Documentation
¶
Overview ¶
Package find contains optimized wildcard matching implementations. This file provides the ASCII-only case-sensitive matching engine for maximum performance. It eliminates all UTF-8/Unicode overhead through direct byte operations. For Unicode support and case-insensitive matching, see match_fold.go.
Package find contains optimized wildcard matching implementations. This file provides the Unicode-aware matching engine with full UTF-8 support and case-insensitive matching capabilities using Unicode simple folding. For maximum performance with ASCII-only input, see match.go.
Index ¶
- Constants
- Variables
- func IsWildcardByte(b byte) bool
- func MatchInternal[T ~string | ~[]byte](pattern, s T) (int, error)
- func MatchInternalFold[T ~string | ~[]byte](pattern, s T, fold bool) (int, error)
- func NewCharClass[T ~string | ~[]byte](pattern T, pi int) (*charClass, int, error)

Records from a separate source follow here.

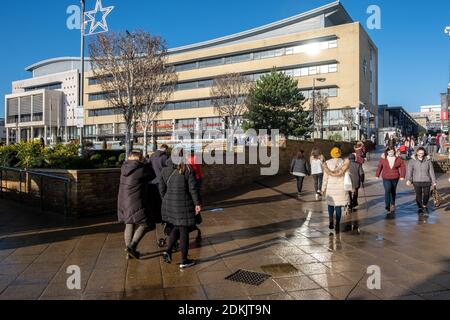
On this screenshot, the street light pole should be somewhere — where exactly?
[78,0,86,157]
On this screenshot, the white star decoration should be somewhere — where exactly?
[85,0,114,36]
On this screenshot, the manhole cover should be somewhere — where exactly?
[225,270,271,286]
[261,263,298,277]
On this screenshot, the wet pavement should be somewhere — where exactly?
[0,151,450,300]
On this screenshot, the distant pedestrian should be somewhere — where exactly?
[376,147,406,216]
[322,147,349,233]
[117,152,155,259]
[354,141,366,165]
[291,150,311,198]
[348,154,364,211]
[188,150,204,242]
[159,151,202,269]
[309,147,325,201]
[147,144,169,228]
[406,147,436,216]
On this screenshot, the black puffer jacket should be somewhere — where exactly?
[117,161,155,224]
[149,150,169,184]
[159,160,200,227]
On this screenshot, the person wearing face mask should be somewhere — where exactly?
[406,147,436,216]
[376,146,406,215]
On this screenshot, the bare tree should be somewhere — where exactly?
[342,107,355,141]
[314,91,330,139]
[211,73,253,141]
[89,31,168,157]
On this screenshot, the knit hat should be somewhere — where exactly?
[330,147,342,159]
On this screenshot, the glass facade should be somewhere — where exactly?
[24,82,62,92]
[301,88,338,99]
[88,108,122,118]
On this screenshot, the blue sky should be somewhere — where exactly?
[0,0,450,116]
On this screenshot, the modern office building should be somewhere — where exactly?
[5,58,89,144]
[420,105,442,132]
[378,105,422,141]
[6,1,378,145]
[0,118,6,143]
[410,112,431,131]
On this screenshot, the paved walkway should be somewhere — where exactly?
[0,151,450,300]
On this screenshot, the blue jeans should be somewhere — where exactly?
[328,206,342,224]
[383,180,398,210]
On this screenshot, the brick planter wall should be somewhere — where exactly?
[2,140,353,217]
[433,160,450,173]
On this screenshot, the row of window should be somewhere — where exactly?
[301,88,338,99]
[175,40,337,72]
[24,82,62,92]
[169,63,337,92]
[6,113,44,124]
[85,63,337,101]
[80,117,223,137]
[88,88,338,117]
[88,108,122,117]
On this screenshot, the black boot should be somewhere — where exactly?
[163,252,172,264]
[334,222,341,233]
[127,245,141,260]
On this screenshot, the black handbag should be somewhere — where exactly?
[195,213,203,226]
[431,186,442,208]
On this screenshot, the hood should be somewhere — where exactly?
[122,161,144,177]
[155,150,167,158]
[411,155,431,162]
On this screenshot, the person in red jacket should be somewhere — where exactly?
[376,147,406,216]
[188,150,203,192]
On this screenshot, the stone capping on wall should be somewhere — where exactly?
[0,140,354,217]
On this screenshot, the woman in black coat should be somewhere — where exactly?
[117,152,155,259]
[159,152,201,269]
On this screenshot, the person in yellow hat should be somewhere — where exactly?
[322,147,350,233]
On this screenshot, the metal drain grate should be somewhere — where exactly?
[225,270,272,286]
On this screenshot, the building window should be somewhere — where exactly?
[175,39,338,72]
[24,82,62,92]
[88,108,122,117]
[88,92,111,101]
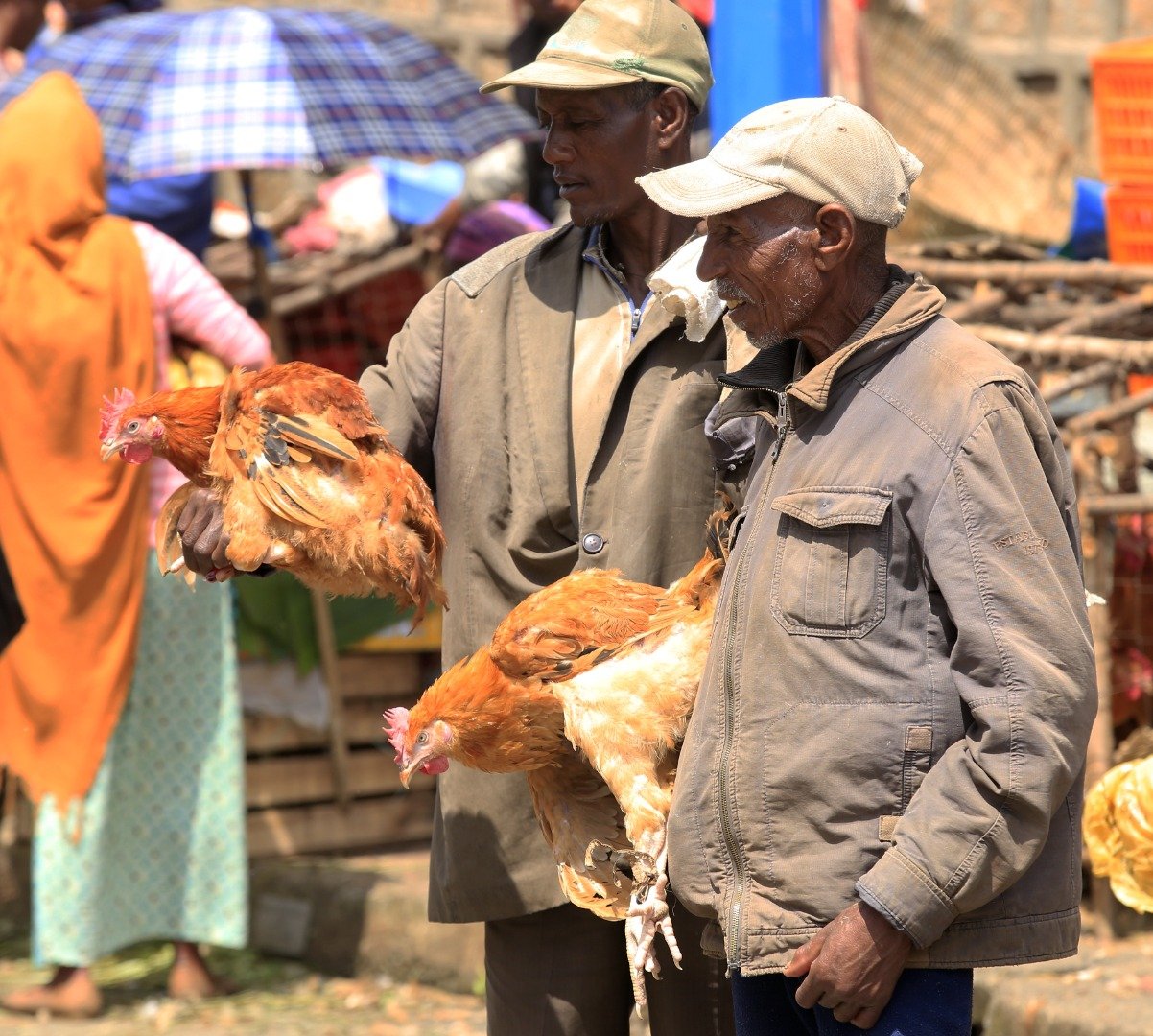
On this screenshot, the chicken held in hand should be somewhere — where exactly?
[385,511,729,1007]
[101,362,444,620]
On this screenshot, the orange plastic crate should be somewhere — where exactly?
[1105,184,1153,263]
[1090,39,1153,185]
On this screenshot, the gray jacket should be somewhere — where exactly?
[670,268,1096,974]
[361,224,747,921]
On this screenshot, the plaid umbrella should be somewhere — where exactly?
[0,7,536,179]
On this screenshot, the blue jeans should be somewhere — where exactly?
[732,968,973,1036]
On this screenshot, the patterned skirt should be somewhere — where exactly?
[33,554,247,966]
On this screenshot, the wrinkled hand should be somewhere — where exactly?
[784,904,913,1029]
[176,488,235,583]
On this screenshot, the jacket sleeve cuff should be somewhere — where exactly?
[857,848,957,950]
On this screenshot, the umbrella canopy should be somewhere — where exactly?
[0,7,536,179]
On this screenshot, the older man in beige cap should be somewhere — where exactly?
[640,98,1095,1036]
[362,0,739,1036]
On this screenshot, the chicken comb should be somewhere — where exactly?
[384,705,409,766]
[101,388,136,442]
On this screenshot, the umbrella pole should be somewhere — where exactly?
[240,170,292,363]
[240,170,349,808]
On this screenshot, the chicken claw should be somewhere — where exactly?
[624,871,681,978]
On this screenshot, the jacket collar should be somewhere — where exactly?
[719,265,944,411]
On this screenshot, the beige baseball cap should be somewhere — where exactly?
[481,0,713,110]
[637,97,921,227]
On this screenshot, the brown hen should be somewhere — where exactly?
[385,511,729,1007]
[101,362,444,622]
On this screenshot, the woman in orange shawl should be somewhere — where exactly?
[0,73,267,1015]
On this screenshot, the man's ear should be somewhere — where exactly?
[814,204,857,271]
[652,86,690,151]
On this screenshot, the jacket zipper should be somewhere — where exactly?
[718,391,788,972]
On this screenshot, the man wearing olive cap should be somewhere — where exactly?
[362,0,741,1036]
[640,98,1096,1036]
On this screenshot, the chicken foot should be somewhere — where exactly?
[624,853,681,978]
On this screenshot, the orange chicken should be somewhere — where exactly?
[101,362,444,622]
[385,511,729,1008]
[1081,756,1153,914]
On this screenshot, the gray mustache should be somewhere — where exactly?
[713,279,753,302]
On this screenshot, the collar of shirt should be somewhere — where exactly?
[581,224,654,338]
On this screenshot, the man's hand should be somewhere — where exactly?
[176,488,234,583]
[784,904,913,1029]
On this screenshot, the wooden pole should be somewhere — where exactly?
[1081,493,1153,517]
[1081,515,1117,939]
[310,590,349,807]
[908,257,1153,290]
[240,170,291,363]
[1046,285,1153,334]
[1041,360,1124,403]
[965,327,1153,371]
[1066,388,1153,433]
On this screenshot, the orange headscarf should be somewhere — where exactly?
[0,73,155,807]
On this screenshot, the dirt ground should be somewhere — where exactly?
[0,939,648,1036]
[0,939,484,1036]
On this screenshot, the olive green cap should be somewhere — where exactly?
[481,0,713,110]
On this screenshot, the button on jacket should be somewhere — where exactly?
[361,224,747,922]
[670,268,1096,974]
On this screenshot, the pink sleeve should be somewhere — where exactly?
[133,223,273,368]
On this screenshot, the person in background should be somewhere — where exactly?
[0,0,213,259]
[640,97,1096,1036]
[0,73,272,1017]
[361,0,739,1036]
[441,200,549,276]
[508,0,581,223]
[178,0,743,1036]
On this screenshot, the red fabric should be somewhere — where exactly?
[677,0,710,25]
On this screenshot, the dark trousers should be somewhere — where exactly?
[484,897,733,1036]
[732,968,973,1036]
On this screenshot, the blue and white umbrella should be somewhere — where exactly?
[0,7,536,179]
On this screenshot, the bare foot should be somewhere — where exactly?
[168,943,236,1001]
[0,968,104,1018]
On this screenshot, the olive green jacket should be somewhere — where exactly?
[669,268,1096,974]
[361,224,746,922]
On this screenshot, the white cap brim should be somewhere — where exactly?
[637,155,788,218]
[481,58,641,93]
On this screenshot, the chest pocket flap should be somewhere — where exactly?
[770,486,892,637]
[770,488,892,529]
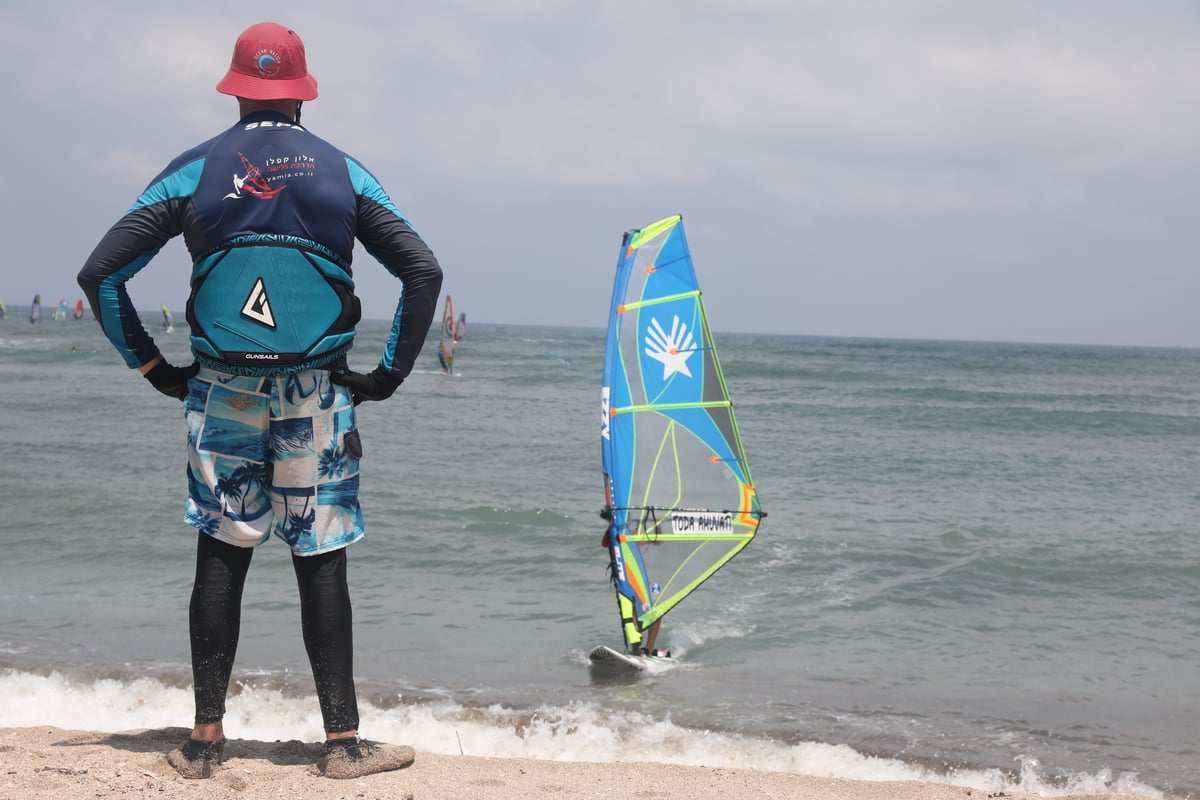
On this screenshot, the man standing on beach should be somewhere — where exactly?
[79,23,442,778]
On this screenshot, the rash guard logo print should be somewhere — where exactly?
[221,152,288,200]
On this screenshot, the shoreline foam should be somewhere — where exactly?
[0,726,1161,800]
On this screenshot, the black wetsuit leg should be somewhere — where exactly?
[292,547,359,733]
[188,533,254,724]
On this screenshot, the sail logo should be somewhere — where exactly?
[221,152,287,200]
[241,278,275,331]
[600,386,611,439]
[671,510,733,534]
[646,314,696,380]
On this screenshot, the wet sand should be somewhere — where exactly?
[0,727,1161,800]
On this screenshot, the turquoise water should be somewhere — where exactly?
[0,312,1200,796]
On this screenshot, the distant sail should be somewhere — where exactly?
[438,295,467,374]
[600,216,767,649]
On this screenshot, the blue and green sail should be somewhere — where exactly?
[600,216,766,649]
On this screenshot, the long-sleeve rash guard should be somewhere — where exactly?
[79,112,442,379]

- func NewcharClassFold[T ~string | ~[]byte](pattern T, pi int) (*charClassFold, int, error)
Constants ¶
const (
// All supported wildcard characters
WildcardChars = "*?.[\\"
)
Variables ¶
var ErrBadPattern = errors.New("syntax error in pattern")
ErrBadPattern indicates a pattern was malformed.
var ErrNoMatch = errors.New("no match found")
ErrNoMatch indicates no match was found.
Functions ¶
func IsWildcardByte ¶
IsWildcardByte checks if a byte is a wildcard character (`*`, `?`, `.`, `[`, `\`). This is optimized for ASCII-only matching and works directly with bytes.
func MatchInternal ¶
MatchInternal is the optimized ASCII-only case-sensitive matching algorithm. This implementation eliminates all UTF-8/Unicode overhead for maximum performance through direct byte-by-byte comparison and single-byte character advancement.
Performance optimizations:
- No UTF-8 decoding (direct byte access)
- No rune conversion overhead
- Single-byte character advancement in backtracking
- Simplified ASCII character class parsing
- Early exit for non-wildcard patterns (O(1) for literal matching)
- Star wildcard optimization using strings.Index/bytes.Index
The algorithm supports:
- `*`: Matches any sequence of characters (greedy with backtracking)
- `?`: Matches zero or one character (with backtracking for both options)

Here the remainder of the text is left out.